Nearly fifty years after the height of the Chicanx Movement, Jacqueline Hidalgo’s Revelation in Aztlán explores the apocalyptic imaginations that animated its activists. Countless variations on Aztlán, the utopian Chicanx homeland, emerged as Mexican Americans struggled to articulate their deepest values and aspirations while living under Anglo domination. Was Aztlán a physical location, national identity, and/or spiritual myth? Where was it located in place and time, and what politics did it inspire? Hidalgo describes utopia as a good place or no place whose power derives from its ability to be nowhere and everywhere at once (18-19). It is a sacred space “entretiempo” that transcends the past, present, and future (53-55). Throughout history, utopian imaginations function as politically pliable visions for diasporic communities seeking to “reconquer” the world (6). They embody a marginalized community’s resistance to oppression and hope for future self-determination.
Hidalgo traces Aztlán’s origins to el movimiento texts and contexts that produced them. Visions of a homeland where Chicanxs belong took shape through the production of central, though often disputed, texts such as the Plan de Santa Bárbara, a manifesto for higher education, and El Plan Espiritual de Aztlán, a text staking out Chicanx nationalist identity and political aims. Hidalgo argues that Chicanx communities adapted and applied these texts to their circumstances through a process called scripturalization: “the practices, politics, and discursive regimes that surround the taking and reinvention of particular scriptures” (5). Scripturalization never takes place within a social, historical, or religious vacuum; rather, it functions by reimagining familiar stories and applying them to contemporary contexts. In the Chicanx movement, activists reconfigured themes from canonical Christian and American narratives as inspiration for their cause.
Hidalgo develops our understanding of scripturalization by drawing parallels to the book of Revelation’s origins and reception in early Christian communities. Both early Christian and Chicanx texts sought to create “a new cosmo-mythohistorical narrative of the world” that challenged the status quo (14). In both contexts, multi-layered traditions and histories transcending a single interpretation created the social and religious imaginaries needed to resist empire and challenge the violence of colonization. In the 1960s and 1970s, the Chicanx movement breathed new life into biblical tropes with power to transform individuals and society.

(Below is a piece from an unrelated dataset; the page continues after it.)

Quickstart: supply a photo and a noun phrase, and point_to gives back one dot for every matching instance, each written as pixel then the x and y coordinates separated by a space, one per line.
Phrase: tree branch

Hidalgo relies on a variety of methods to fill out her argument. First, she employs creative and thorough textual interpretations in dialogue with contemporary critical discourses. Extensive archival research is interspersed with a wide range of Chicanx and biblical scholarship. Especially noteworthy and laudable is her focus on feminist and queer interpretations of the Chicanx movement and its texts. Her analysis of Cherríe Moraga’s poetry in the final chapter, for example, provides a masterful interpretation of the poet’s work in light of the book’s ongoing themes. That Hidalgo incorporates Moraga’s work, among many others, complicates histories of the Chicanx Movement that obscure female and queer participation. Hidalgo’s scholarship successfully surfaces the stories of those marginalized within the already marginal movement by explaining the nuances and controversies that were a key, if often forgotten, part of the Chicanx movement. In doing so, Hidalgo also reflects on how communities of the excluded often reinscribe their exclusion onto others. In addition to textual analysis, Hidalgo buttresses her case with extensive oral histories, a great gift to the scholarly community. The book is well researched and, above all, grounded in the lived realities of Chicanx activists from a wide range of identities and experiences.
Revelation in Aztlán is a must-read for anyone interested in the Chicanx movement and contemporary biblical scholarship. It is a bold and eloquent work written by a scholar for an audience of scholars. Published in 2016, the book may not have anticipated the rise of Trumpism, but our current political moment raises critical questions for Hidalgo’s work, just as her work raises critical questions for our age. Hidalgo suggests that the process of scripturalization is ongoing as texts are interpreted and reinterpreted throughout history. Yet it is difficult to think of any central texts that define contemporary social movements. Where are our utopias today, and what are their defining values? In a world where social and religious imaginaries are both more contested and more interconnected than ever before, one questions how texts and utopias take shape in relationship to the past. Can it be that the utopian imaginations that birthed Aztlán belong to a Christian imagination now fading from our society? Were manifestos such asEl Plan Espiritual de Aztlán more effectualdecades ago, when the printed word was more easily regulated and movements more centralized? Hidalgo’s work provides a template for understanding an oppressed community from a tumultuous era in the last century, but it also opens new opportunities to reflect on and respond to our crisis today.
Jason Steidl is a Postdoctoral Teaching Fellow at Fordham University.